= Ralph Ingersoll (PM publisher) =

American writer, editor, and publisher

Ralph McAllister Ingersoll (December 8, 1900 in New Haven, Connecticut – March 8, 1985 in Miami Beach, Florida) was an American writer, editor, and publisher. He is best known as founder and publisher of PM, a short-lived 1940s New York City left-wing daily newspaper that was financed by Chicago millionaire Marshall Field III.

==Biography==
Ingersoll went to Hotchkiss School, graduated from Yale University's Sheffield Scientific School and became a mining engineer in California, Arizona and Mexico. In 1923 he went to New York with the intention of becoming a writer.

He worked as a reporter for the New York American from 1923 to 1925, and then joined The New Yorker where he was managing editor from 1925 to 1930. He had been hired by the New Yorker founder and editor Harold Ross a few months after the magazine commenced publication; Ross inadvertently spilled an inkwell on Ingersoll's new light suit (various sources claim it was either white or pale gray) during the job interview, then, in embarrassment, offered him the job. As Ingersoll left his office, he heard Ross mumble to his secretary: "Jesus Christ, I hire anybody." According to his biographer, Roy Hoopes, Ingersoll "was one of the original guiding spirits of The New Yorker. He held it together during its first five years."

In 1930 Ingersoll went to Time Inc. as managing editor of Time-Life publications, and devised the formula of business magazine Fortune, eventually becoming general manager of the company. One of his most important assignments at Fortune was a detailed history of The New Yorker and its business. The scrutiny that Ingersoll gave Ross and his employees, which included mention of their foibles and salaries, initiated a feud between Ross and Henry Luce, publisher of Time and Fortune, culminating in a famed profile of Luce by Wolcott Gibbs that ran in The New Yorker in 1936, which lampooned both Luce and "Timestyle", the inverted writing style for which Time was (in)famous. Luce retaliated by having caricaturist Al Hirschfeld draw an image of Joseph Stalin over a picture of Ross.

PM started on June 18, 1940, with $1.5 million of capital, a fraction of the $10 million that Ingersoll initially sought. Unlike in usual U.S. practice, PM ran no advertising, and editorials did not appear every day; when they did, they were signed by an individual, initially Ingersoll himself, instead of anonymously coming from the paper itself. Sometimes these editorials took over the front page. His first editorial took a forthright stand on World War II which was already under way in Europe: "We are against people who push other people around," he wrote, demanding material U.S. support for the nations opposing Nazi Germany and Fascist Italy.

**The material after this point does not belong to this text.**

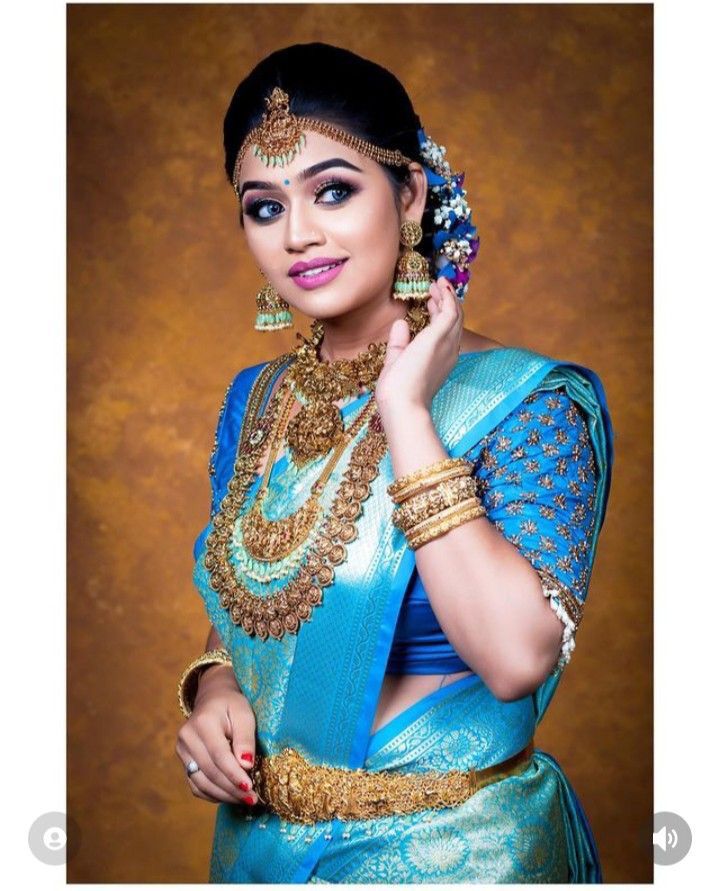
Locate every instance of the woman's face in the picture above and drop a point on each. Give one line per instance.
(331, 204)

Ingersoll visited Britain in October and wrote a series for the paper that was published as an instant book fixup.

The papers' first year was an overall success, although the paper was in some financial trouble: its circulation of 100,000–200,000 was insufficient. Marshall Field III had become the paper's funder; quite unusually, he was a "silent partner" in this continually money-losing undertaking.

The 41-year-old Ingersoll was drafted into the military; when he returned after the war, he found a paper that was less lively and well-written than it had been under his leadership, and with the pro-communist and anti-communist liberals writing at cross purposes. The paper never quite recovered and in June, 1948, with PM on the brink of folding, Field sold a majority interest to attorney Bartley Crum and editor Joseph Fels Barnes, who renamed it the New York Star. It ceased publication eight months later, in February, 1949.

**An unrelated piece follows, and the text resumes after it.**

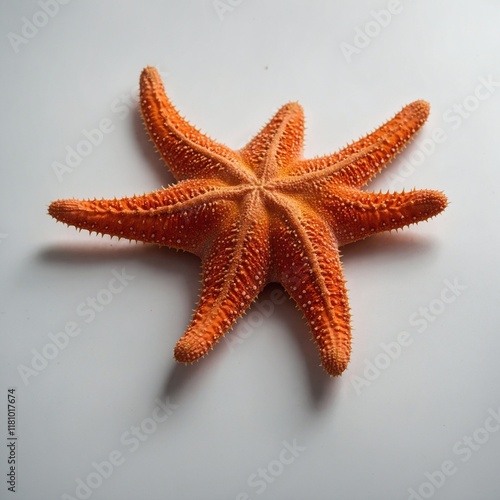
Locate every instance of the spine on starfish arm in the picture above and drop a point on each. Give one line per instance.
(166, 217)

Ingersoll later wrote numerous books about his service in World War II.

It has recently been suggested, based on research, that Ingersoll may have been the originator, chief advocate and mission planner of the tactical deception unit formed by the US Army during the war and deployed in the European Theater of Operations known formally as the 23rd Headquarters Special Troops and colloquially as the Ghost Army of World War II. By 1943, with the rank of CPT, he was stationed in London and worked on strategic deceptions, including Operation Fortitude, as part of the Special Plans Branch, 12th US Army Group. Then, according to his own accounts, he developed the idea of creating a tactical deception unit that could imitate multiple different units in Europe. Rick Beyer, author of The Ghost Army of World War Two, says that "he referred to the unit as 'my con artists,' and said its creation was 'my only original contribution to my country's armed forces. . . . When I first dreamed it up, I considered it one of my more improbable dreams, but damned if the Pentagon planners didn't buy it whole.'"

In the 1950s Ingersoll acquired and managed several newspapers. His company, Ingersoll Publications, founded in 1957, was taken over by his son Ralph M. Ingersoll Jr. in 1982 after he had bought his father out in a deal that left them no longer on speaking terms.